First, a particularly low quantitative life expectancy. Only youth lived and died in Çatal Hüyük. No sign of human life has been found beyond fourteen years. One would normally perish very young there. This seems to be the case even though human life in the semi-nomadic populations of the surrounding valleys, much poorer and threatened with famine, could exceed sixty years. Individual life in Çatal Hüyük was like a wonderful and amazing flame, but relatively brief.
Then, rich populations, even up until today, have been as a rule more unequal than the others. On the contrary, a systematic egalitarianism characterizes the civilization of Çatal Hüyük. Temples aside, most buildings occupy a similar area. They are usually divided into three rooms (sometimes two or four). The tombs of the women are prepared with precious stones, worked and assembled, with various flowers and seeds and useful and precious objects. They are richer than those of men, but not by much. It should also be noted that the skeletons, after having been preserved, sanitized and bleached outside the village for a long time, were lovingly placed under the beds. And children slept with their parents, most often with the mothers, whose beds were much bigger.

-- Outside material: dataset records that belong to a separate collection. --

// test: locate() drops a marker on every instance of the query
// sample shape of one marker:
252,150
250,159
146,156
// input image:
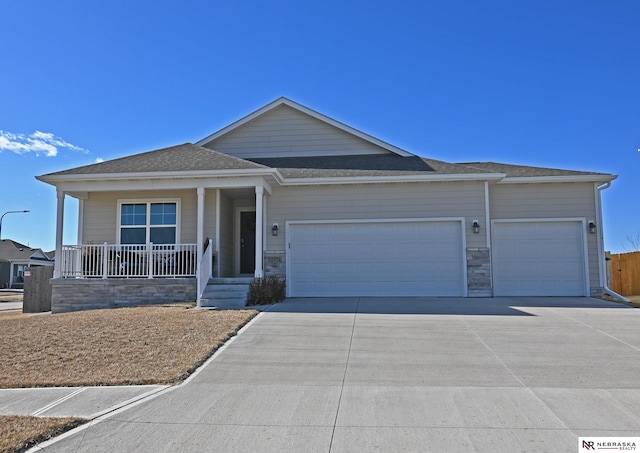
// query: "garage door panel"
377,258
539,259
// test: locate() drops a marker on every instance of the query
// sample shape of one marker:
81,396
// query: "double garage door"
377,258
539,258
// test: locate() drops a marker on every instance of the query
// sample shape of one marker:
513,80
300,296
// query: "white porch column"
200,225
259,230
59,228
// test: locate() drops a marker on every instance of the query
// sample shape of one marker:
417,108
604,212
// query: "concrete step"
223,303
226,293
231,280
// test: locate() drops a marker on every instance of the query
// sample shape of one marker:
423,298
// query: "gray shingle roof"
515,171
190,157
185,157
361,165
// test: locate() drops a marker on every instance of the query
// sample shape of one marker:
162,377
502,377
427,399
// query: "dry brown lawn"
19,433
125,346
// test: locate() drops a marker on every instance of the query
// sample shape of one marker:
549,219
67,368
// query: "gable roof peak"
282,100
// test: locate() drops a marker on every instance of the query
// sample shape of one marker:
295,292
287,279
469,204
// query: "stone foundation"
479,272
70,294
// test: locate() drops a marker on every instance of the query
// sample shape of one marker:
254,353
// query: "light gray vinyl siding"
286,132
100,213
377,201
548,201
523,201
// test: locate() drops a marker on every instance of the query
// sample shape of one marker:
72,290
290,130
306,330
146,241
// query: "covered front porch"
215,230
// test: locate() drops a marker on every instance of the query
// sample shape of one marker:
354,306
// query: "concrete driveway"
406,374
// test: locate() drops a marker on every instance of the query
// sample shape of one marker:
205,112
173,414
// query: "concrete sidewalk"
85,402
383,374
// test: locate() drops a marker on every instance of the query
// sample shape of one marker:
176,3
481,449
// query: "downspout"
600,238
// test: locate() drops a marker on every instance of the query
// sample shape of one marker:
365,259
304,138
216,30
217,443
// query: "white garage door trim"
580,224
291,225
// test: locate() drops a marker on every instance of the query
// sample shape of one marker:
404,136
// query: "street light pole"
8,212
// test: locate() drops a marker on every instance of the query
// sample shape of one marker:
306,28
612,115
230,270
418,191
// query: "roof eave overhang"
54,179
551,179
389,179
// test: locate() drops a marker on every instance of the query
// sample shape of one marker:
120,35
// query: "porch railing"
205,270
129,261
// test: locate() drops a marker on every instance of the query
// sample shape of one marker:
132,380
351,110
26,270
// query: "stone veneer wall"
479,272
90,294
275,264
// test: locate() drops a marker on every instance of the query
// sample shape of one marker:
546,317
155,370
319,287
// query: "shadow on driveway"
498,306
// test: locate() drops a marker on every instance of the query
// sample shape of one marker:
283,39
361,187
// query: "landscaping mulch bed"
19,433
125,346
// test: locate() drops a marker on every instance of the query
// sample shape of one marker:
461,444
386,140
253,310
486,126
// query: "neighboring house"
288,191
15,258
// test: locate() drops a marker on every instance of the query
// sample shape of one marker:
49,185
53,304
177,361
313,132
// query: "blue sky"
543,83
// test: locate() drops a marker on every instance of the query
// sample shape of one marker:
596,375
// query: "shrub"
268,290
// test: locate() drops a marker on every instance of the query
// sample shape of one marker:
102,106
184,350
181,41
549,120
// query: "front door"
247,242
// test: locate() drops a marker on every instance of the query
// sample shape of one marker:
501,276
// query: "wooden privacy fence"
37,289
625,273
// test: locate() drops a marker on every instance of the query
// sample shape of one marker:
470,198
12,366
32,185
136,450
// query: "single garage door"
399,258
539,259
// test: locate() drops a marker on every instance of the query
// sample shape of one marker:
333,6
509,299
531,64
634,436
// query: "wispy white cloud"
39,143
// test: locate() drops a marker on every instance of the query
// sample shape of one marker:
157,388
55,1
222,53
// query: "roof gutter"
383,179
601,257
52,179
564,178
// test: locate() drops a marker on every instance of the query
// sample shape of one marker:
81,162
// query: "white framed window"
144,221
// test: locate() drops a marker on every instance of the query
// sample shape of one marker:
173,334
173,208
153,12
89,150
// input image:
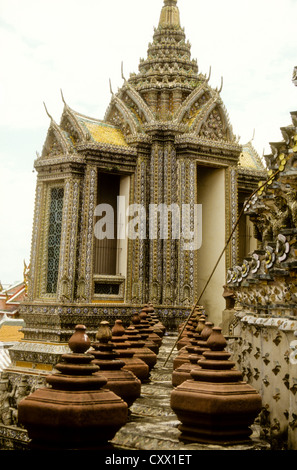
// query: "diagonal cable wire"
219,259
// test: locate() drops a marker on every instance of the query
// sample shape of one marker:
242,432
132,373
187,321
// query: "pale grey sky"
77,46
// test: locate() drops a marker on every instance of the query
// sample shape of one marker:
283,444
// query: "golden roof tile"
10,333
102,132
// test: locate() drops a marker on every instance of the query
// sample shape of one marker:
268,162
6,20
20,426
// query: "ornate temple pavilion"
165,151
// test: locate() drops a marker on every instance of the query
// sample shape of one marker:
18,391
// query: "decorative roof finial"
122,71
169,15
47,112
63,97
110,87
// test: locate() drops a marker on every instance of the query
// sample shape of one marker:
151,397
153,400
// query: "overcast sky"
78,45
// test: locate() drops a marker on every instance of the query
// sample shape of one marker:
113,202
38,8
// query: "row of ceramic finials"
210,398
87,401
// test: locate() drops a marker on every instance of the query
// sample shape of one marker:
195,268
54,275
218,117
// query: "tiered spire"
168,66
169,14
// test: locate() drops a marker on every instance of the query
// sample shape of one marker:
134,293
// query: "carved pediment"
57,142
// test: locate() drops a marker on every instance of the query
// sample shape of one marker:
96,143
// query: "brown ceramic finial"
79,342
104,333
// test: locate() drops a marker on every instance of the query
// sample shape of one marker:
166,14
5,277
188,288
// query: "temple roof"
102,132
250,159
168,63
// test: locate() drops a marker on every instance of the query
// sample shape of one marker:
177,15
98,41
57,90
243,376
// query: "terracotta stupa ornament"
191,347
216,406
123,349
157,325
190,355
139,348
74,412
121,381
144,332
152,335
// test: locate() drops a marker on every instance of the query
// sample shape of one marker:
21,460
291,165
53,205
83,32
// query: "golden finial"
169,14
122,71
63,97
110,87
47,112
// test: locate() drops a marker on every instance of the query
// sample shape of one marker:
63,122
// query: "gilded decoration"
163,121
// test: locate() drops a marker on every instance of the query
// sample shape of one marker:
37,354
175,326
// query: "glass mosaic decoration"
54,238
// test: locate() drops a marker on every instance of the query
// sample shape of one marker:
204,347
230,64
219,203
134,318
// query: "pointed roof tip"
169,14
47,111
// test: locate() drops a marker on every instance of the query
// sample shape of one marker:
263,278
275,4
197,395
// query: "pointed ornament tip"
170,14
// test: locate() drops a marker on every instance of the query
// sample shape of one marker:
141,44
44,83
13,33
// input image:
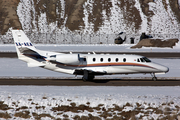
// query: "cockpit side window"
124,59
146,59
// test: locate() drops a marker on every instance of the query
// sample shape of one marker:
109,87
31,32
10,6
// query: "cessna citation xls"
87,65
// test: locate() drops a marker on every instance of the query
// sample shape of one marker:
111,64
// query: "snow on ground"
100,102
12,67
91,47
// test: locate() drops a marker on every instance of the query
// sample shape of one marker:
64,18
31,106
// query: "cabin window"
101,59
109,59
124,59
84,59
117,59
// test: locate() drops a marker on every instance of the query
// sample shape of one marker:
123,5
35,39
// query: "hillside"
91,16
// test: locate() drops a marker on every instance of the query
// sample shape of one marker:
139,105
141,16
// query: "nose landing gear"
154,78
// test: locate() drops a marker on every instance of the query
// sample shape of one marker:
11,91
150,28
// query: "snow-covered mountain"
100,17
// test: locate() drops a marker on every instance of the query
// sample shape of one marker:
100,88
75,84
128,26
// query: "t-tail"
25,49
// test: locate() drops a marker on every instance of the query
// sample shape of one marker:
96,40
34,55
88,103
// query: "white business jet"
87,65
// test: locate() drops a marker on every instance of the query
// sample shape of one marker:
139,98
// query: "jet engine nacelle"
71,59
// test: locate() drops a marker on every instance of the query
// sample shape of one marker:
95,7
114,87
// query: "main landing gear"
87,76
153,76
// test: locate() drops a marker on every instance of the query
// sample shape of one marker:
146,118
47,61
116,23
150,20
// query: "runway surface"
96,82
147,54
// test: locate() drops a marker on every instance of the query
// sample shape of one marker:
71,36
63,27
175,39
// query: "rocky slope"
91,16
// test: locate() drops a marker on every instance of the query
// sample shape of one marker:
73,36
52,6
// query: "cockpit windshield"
146,59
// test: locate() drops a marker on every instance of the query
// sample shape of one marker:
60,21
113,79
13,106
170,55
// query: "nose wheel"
154,78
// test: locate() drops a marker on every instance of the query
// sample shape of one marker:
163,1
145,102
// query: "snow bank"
49,101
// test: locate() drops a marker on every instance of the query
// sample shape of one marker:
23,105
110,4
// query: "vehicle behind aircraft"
87,65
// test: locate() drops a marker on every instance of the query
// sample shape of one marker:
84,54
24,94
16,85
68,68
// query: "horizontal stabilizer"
35,64
160,73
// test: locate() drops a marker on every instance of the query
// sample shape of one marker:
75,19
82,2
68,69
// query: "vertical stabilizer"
22,42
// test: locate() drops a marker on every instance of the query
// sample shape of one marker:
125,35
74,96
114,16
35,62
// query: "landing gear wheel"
154,78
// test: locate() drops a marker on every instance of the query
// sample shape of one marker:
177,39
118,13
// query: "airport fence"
69,38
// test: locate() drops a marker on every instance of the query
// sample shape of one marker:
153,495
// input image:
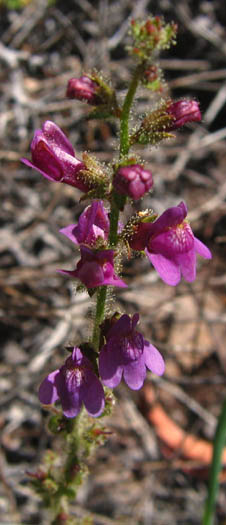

In the temples, the carvings bear witness to an elaborate cult of a “mother goddess” including the representation of women, various animals and often a child. But the murals show a society which must be qualified, with caution and nuance, as “patriarchal” since, in general, only men hunted in groups and therefore possessed the most efficient weapons. The powers other than the power of arms (political, economic, ceremonial, family …) were obviously much more shared and the inequality between men and women was obviously much lower than in most known civilizations, including our own capitalist civilization.
The stone carvings of goddesses and horned beasts, as well as the frescoes in vivid and diverse colors, were made deliberately, with no aesthetic concerns other than avoiding ugliness. It is certainly not very common to see, for example, a woman giving birth to a bull (childbirth, this essential act, has moreover been the object of a taboo that is extremely resonant, from the point of view of representation, in known civilizations, including our own). Ceremonially, however, in stonework or masonry, no concern for originality, provocation, dread or formal refinement is discernible here, for about seven hundred years.
This aesthetic and formal research, however, characterizes humanity, for better or for worse. In Çatal Hüyük, the faculties of the imagination are undoubtedly located in creations of perishable materials, from the surroundings and from far away, like the art of jewelry.
Part of my work has been to revive, diversify and multiply the splendor of the famous Liliths in Çatal Hüyük, in its surroundings or elsewhere. Lilith is not for me the name of a woman, but of all beautiful women who fight for complete equality and who give themselves body and soul to this fight. It will be necessary to shatter, destroy, and annihilate the divisions and polarizations of gender, age, race, class etc: against so many abject signs of barbarism and totalitarian conformism, of the almost total absence of legal freedom and autonomy, individual and collective.
We will continue to revive the memory of women’s effort for equality right up to prehistoric times.